Separately-managed control plane
Section titled “Separately-managed control plane”Skip deploy: true if you want to run the llama-agents chart on its own release cadence, in a different namespace, or in a different cluster with pod-level connectivity back to this one. Leave deploy: false and point LlamaCloud at the control plane’s service address:
llamaAgents: controlPlaneUrl: "http://llama-agents-control-plane.llama-agents.svc.cluster.local:8000"In this mode the LlamaCloud chart doesn’t deploy the subchart or render the NetworkPolicy, and CRDs don’t need to be present in this cluster. Use an internal address. The control plane API is not designed to be internet-exposed.
Escape hatches
Section titled “Escape hatches”Two knobs change how agent pods talk to the backend. Most installs never need either.
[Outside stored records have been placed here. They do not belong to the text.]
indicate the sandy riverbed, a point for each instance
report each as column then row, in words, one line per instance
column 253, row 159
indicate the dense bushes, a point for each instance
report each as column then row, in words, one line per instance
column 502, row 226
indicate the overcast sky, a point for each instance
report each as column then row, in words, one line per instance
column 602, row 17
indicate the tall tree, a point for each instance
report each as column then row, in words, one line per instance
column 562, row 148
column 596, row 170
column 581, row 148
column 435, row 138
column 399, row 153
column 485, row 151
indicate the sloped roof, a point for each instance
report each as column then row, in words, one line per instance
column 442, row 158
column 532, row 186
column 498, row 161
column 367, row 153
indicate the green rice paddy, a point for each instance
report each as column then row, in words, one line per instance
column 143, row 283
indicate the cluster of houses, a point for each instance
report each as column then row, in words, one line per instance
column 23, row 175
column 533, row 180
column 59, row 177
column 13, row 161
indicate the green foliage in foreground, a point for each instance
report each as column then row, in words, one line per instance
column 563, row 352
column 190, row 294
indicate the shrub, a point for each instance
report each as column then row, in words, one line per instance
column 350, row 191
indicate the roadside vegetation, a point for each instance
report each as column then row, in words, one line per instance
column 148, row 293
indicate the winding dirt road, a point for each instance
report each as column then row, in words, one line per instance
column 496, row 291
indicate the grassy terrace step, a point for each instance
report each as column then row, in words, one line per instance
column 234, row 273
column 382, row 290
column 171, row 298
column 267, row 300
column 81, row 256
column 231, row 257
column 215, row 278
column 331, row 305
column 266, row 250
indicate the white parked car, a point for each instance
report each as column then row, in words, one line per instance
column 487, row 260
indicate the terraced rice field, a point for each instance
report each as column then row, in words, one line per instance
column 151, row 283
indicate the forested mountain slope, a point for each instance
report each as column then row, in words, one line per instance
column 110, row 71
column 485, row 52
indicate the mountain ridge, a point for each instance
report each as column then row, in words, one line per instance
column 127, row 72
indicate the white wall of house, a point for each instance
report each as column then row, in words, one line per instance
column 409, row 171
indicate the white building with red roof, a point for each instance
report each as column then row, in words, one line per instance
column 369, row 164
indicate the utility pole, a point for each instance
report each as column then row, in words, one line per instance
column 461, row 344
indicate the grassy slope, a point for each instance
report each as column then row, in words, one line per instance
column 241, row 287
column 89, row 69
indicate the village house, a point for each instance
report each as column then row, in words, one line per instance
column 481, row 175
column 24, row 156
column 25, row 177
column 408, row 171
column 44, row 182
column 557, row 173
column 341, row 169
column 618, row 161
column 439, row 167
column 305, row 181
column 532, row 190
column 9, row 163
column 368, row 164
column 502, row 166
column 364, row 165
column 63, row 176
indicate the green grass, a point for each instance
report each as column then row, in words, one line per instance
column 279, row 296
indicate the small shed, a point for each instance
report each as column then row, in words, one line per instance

| Value | Default | When to set |
|---|---|---|
llamaAgents.allowBackendEgress | true | Disable the chart’s default egress NetworkPolicy if you author your own. Only renders when deploy: true. |
llamaAgents.useBackendPublicUrl | false | Route agent LLAMA_CLOUD_BASE_URL through the public ingress host instead of the in-cluster ClusterIP. Set this when your cluster’s network policy stack blocks agent-to-backend ClusterIP traffic. |
useBackendPublicUrl is applied at deployment creation time, so existing deployments keep their original URL until they are recreated.